The gap has grown between the best and the average funds
While the best funds are driving consistent performance of greater than 60% follow-on, the average fund follow-on rate has come down. This is likely a result of the market expanding and of many new seed funds coming to the market, many of which may be making lower-quality investments. More than ever, top firms are separating from the pack in this environment.
Seed Fund Follow-on Rates
Top firms make repeat appearances
Unsurprisingly, many investors, such as SoftTech, Forerunner, Lowercase, and Baseline—all widely considered to be incredibly strong performers—make several appearances across investment years.
Taxonomy for Measuring Performance: Different Measures for Different Times
Different metrics matter at different stages in a fund’s life. You shouldn’t measure funds of different ages against the same metric. Rather, you should evaluate the strongest indicator for the fund’s age. We offer a simple taxonomy for thinking about this across different periods of time.
Just a few closing notes on using each of these measures:
Network Strength and Reputation. In theory, this can be measured by analyzing deal partners, professional networks, and NPS. In practice, it’s easier just to ask around.
Follow-on Funding Rate. This is a leading indicator of the returns the fund will generate in later years. It’s very useful for assessing young funds before hard return metrics become more relevant.
In addition to quantity of follow-on, it’s worth considering the quality of follow-on. Some factors to consider include the following:
- Did the follow-on round come in a tough or easy environment?
- Who followed on? Follow-on investments by top investors indicate strong company potential.
- Larger rounds indicate a stronger commitment and are a clue that a startup is on an aggressive path.
- Rounds tied to operational milestones are stronger signals than those tied to a company’s cash needs.
Internal Rate of Return. This can either be realized on cash distributions or unrealized on shares still held by the fund.
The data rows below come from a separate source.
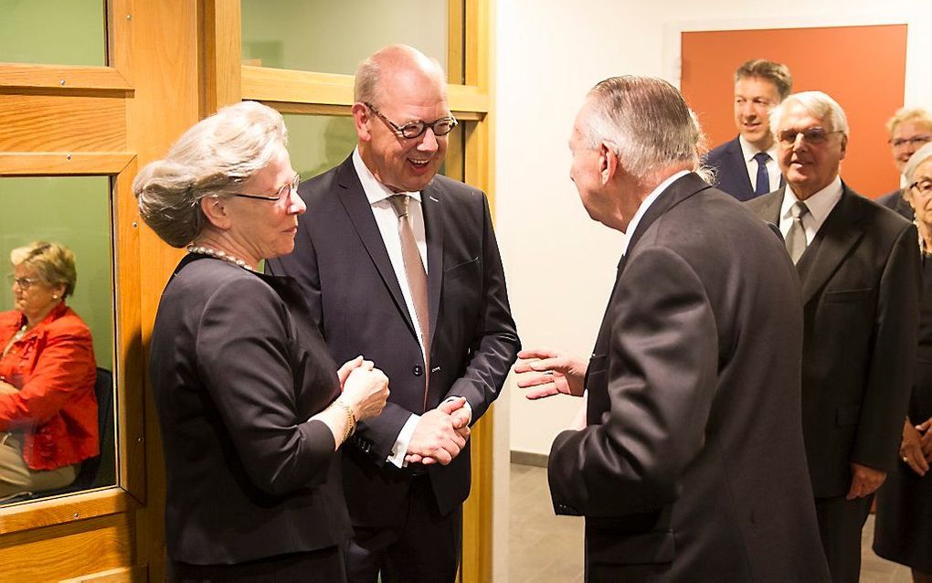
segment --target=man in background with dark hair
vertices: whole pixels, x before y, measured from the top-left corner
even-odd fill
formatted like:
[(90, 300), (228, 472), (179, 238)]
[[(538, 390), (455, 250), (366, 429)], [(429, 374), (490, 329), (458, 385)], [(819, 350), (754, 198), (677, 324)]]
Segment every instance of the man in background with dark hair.
[(783, 176), (770, 131), (770, 112), (792, 91), (787, 65), (754, 59), (734, 72), (734, 125), (738, 135), (708, 153), (717, 186), (739, 201), (776, 190)]

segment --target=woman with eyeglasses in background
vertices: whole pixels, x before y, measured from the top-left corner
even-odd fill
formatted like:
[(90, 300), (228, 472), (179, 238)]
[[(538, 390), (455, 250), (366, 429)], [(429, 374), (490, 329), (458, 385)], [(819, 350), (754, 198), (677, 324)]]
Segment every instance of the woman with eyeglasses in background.
[(100, 452), (90, 330), (65, 305), (75, 255), (36, 242), (9, 258), (15, 309), (0, 313), (0, 499), (67, 486)]
[(903, 198), (912, 207), (923, 261), (919, 347), (910, 409), (899, 445), (900, 465), (877, 493), (874, 552), (932, 583), (932, 144), (912, 155)]
[(281, 116), (243, 102), (201, 120), (133, 190), (188, 254), (162, 293), (149, 370), (167, 468), (172, 581), (342, 581), (351, 529), (339, 446), (381, 412), (388, 379), (339, 370), (290, 277), (306, 207)]

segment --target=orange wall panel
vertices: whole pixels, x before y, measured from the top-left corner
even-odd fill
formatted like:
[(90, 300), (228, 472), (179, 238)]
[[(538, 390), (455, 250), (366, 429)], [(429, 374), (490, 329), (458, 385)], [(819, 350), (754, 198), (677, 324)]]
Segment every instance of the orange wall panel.
[(848, 116), (842, 178), (876, 198), (899, 187), (884, 124), (903, 105), (906, 24), (683, 33), (680, 89), (699, 115), (709, 147), (737, 135), (733, 75), (742, 62), (786, 63), (793, 91), (821, 90)]

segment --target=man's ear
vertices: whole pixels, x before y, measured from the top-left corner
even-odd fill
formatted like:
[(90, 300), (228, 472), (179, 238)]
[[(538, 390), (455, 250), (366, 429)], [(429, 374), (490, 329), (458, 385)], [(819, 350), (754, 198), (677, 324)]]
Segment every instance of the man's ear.
[(369, 131), (369, 122), (372, 121), (372, 112), (363, 104), (359, 102), (352, 104), (352, 119), (356, 126), (356, 136), (361, 142), (372, 140), (372, 132)]
[(221, 230), (226, 230), (230, 228), (229, 209), (226, 208), (222, 199), (217, 197), (202, 198), (200, 210), (211, 225)]
[(598, 174), (603, 185), (607, 185), (614, 178), (618, 172), (618, 154), (615, 150), (602, 142), (598, 145)]

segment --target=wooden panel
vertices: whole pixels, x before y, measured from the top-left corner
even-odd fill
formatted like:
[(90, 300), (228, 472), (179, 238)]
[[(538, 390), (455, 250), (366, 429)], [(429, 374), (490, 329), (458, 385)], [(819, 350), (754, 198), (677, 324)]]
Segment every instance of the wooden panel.
[(117, 514), (0, 536), (3, 580), (55, 581), (130, 566), (131, 517)]
[(127, 152), (45, 152), (21, 154), (0, 152), (0, 176), (100, 175), (116, 174), (134, 156)]
[(240, 0), (202, 0), (200, 13), (200, 116), (240, 101), (242, 52)]
[(78, 90), (99, 90), (116, 94), (132, 91), (132, 87), (123, 75), (112, 67), (12, 62), (0, 62), (0, 87), (22, 90), (55, 90), (64, 94)]
[(62, 579), (59, 583), (130, 583), (148, 580), (146, 565), (121, 567), (101, 573), (84, 575), (71, 579)]
[(118, 487), (6, 506), (0, 510), (0, 534), (125, 512), (139, 506)]
[(126, 149), (124, 100), (0, 94), (0, 151)]
[[(793, 91), (825, 91), (844, 109), (851, 139), (842, 178), (876, 197), (899, 187), (884, 124), (903, 104), (906, 34), (905, 24), (683, 33), (680, 88), (711, 147), (737, 134), (734, 70), (748, 59), (786, 63)], [(814, 59), (813, 47), (832, 49)]]

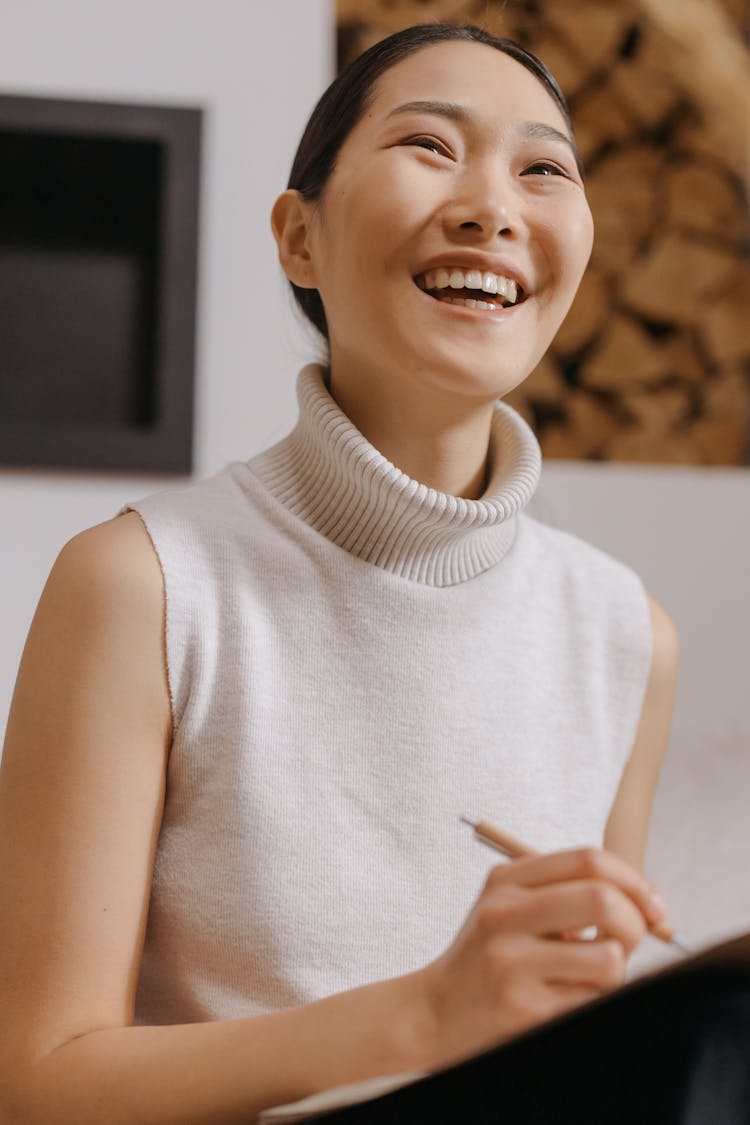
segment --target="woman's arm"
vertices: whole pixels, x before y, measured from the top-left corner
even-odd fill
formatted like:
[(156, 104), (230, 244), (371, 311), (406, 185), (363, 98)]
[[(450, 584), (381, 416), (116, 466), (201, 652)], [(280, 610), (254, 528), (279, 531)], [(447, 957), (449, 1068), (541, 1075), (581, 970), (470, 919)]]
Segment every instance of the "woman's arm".
[[(582, 850), (495, 868), (453, 946), (407, 976), (266, 1016), (132, 1026), (171, 737), (163, 604), (129, 514), (64, 548), (29, 632), (0, 767), (2, 1125), (247, 1125), (618, 983), (658, 911), (638, 872)], [(550, 939), (587, 925), (609, 939)]]
[(605, 847), (636, 867), (643, 865), (651, 801), (669, 741), (679, 670), (679, 637), (675, 623), (652, 597), (649, 597), (649, 610), (653, 636), (651, 670), (635, 742), (604, 837)]

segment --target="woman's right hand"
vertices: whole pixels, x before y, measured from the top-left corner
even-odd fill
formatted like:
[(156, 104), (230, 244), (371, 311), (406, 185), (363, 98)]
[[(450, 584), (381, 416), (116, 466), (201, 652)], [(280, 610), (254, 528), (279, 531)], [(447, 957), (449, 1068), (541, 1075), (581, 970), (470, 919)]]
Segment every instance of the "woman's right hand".
[[(616, 988), (666, 908), (612, 852), (579, 848), (494, 867), (455, 940), (417, 975), (436, 1066)], [(595, 926), (594, 939), (581, 932)]]

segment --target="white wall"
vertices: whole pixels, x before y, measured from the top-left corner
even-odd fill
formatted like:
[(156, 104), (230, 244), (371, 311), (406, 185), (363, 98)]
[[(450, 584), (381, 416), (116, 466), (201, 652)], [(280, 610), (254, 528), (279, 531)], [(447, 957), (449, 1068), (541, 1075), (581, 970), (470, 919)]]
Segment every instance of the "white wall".
[[(311, 346), (268, 213), (333, 65), (329, 0), (0, 0), (3, 92), (201, 105), (198, 476), (295, 415)], [(0, 469), (0, 728), (61, 544), (173, 478)], [(536, 511), (632, 564), (684, 641), (676, 730), (750, 740), (750, 472), (550, 465)]]
[[(0, 92), (205, 108), (196, 475), (281, 436), (310, 358), (269, 212), (333, 73), (332, 0), (0, 0)], [(60, 547), (174, 477), (0, 466), (0, 732)], [(184, 479), (184, 478), (181, 478)]]

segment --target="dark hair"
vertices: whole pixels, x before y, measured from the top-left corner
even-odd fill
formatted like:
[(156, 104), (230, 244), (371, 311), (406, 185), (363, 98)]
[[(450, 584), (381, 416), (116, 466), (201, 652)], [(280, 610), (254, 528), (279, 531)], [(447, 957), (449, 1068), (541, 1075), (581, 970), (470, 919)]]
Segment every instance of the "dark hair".
[[(401, 58), (407, 58), (423, 47), (450, 42), (484, 43), (495, 47), (525, 66), (545, 88), (562, 114), (572, 140), (570, 110), (564, 94), (541, 58), (526, 51), (514, 39), (503, 39), (481, 27), (450, 24), (419, 24), (396, 32), (376, 43), (341, 72), (325, 91), (302, 133), (289, 173), (288, 188), (299, 191), (307, 200), (319, 199), (336, 164), (341, 147), (358, 124), (370, 101), (378, 79)], [(579, 169), (580, 159), (577, 155)], [(582, 171), (582, 169), (581, 169)], [(320, 294), (317, 289), (302, 289), (290, 282), (297, 304), (311, 324), (328, 339), (328, 325)]]

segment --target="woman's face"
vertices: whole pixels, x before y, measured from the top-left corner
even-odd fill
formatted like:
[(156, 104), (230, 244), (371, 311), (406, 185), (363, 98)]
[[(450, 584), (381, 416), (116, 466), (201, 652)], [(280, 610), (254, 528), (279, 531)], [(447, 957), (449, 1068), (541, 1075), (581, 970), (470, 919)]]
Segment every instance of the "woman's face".
[(380, 79), (310, 205), (340, 381), (392, 372), (488, 400), (528, 375), (591, 251), (567, 137), (544, 87), (494, 47), (434, 45)]

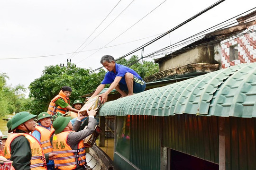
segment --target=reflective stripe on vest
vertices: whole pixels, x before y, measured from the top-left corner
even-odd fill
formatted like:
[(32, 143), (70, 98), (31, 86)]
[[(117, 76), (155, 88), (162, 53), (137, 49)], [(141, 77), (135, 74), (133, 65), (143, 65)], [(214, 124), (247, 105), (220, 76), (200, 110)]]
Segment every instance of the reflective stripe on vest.
[(58, 169), (74, 170), (77, 165), (82, 166), (85, 163), (85, 148), (82, 140), (78, 144), (77, 149), (72, 149), (67, 144), (68, 136), (71, 132), (73, 131), (63, 131), (54, 135), (53, 153), (58, 153), (54, 163)]
[[(51, 130), (40, 125), (36, 127), (36, 130), (40, 133), (41, 136), (40, 144), (43, 148), (44, 153), (48, 153), (52, 152), (53, 147), (50, 142), (51, 136), (55, 131), (52, 125), (51, 125)], [(32, 134), (33, 132), (32, 132)]]
[(55, 114), (57, 111), (60, 112), (63, 114), (65, 114), (67, 111), (67, 110), (65, 108), (62, 108), (59, 106), (56, 107), (56, 104), (55, 104), (55, 102), (59, 99), (59, 98), (62, 98), (64, 100), (65, 102), (67, 103), (70, 103), (70, 101), (69, 98), (66, 98), (66, 94), (61, 90), (59, 93), (59, 94), (55, 96), (53, 100), (50, 102), (49, 107), (48, 108), (48, 110), (47, 112), (50, 114), (51, 115), (53, 116)]
[(29, 142), (31, 150), (32, 156), (30, 161), (31, 170), (46, 170), (46, 161), (43, 149), (38, 141), (32, 136), (23, 133), (12, 133), (9, 136), (5, 143), (4, 157), (9, 159), (11, 157), (10, 144), (17, 137), (24, 136)]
In early years, it’s a decent, though imperfect, leading indicator of future returns. In later years, it’s useful as a way to time-weight overall returns and, for the financially disciplined, to assess against the costs of capital.
Total Value to Paid-in Capital. This is a mid-horizon and important measure of ultimate fund performance.
Distributions to Paid-in Capital. This is the ultimate measure, but since it only starts showing up in year six (and is not fully realized until, perhaps, year fifteen), you need to look to earlier indicators to see where a fund is heading. DPI should be supplemented by IRR to account for time.
Thanks to Chris Douvos, Elizabeth Clarkson, and Alison Barad for their helpful thoughts on this post.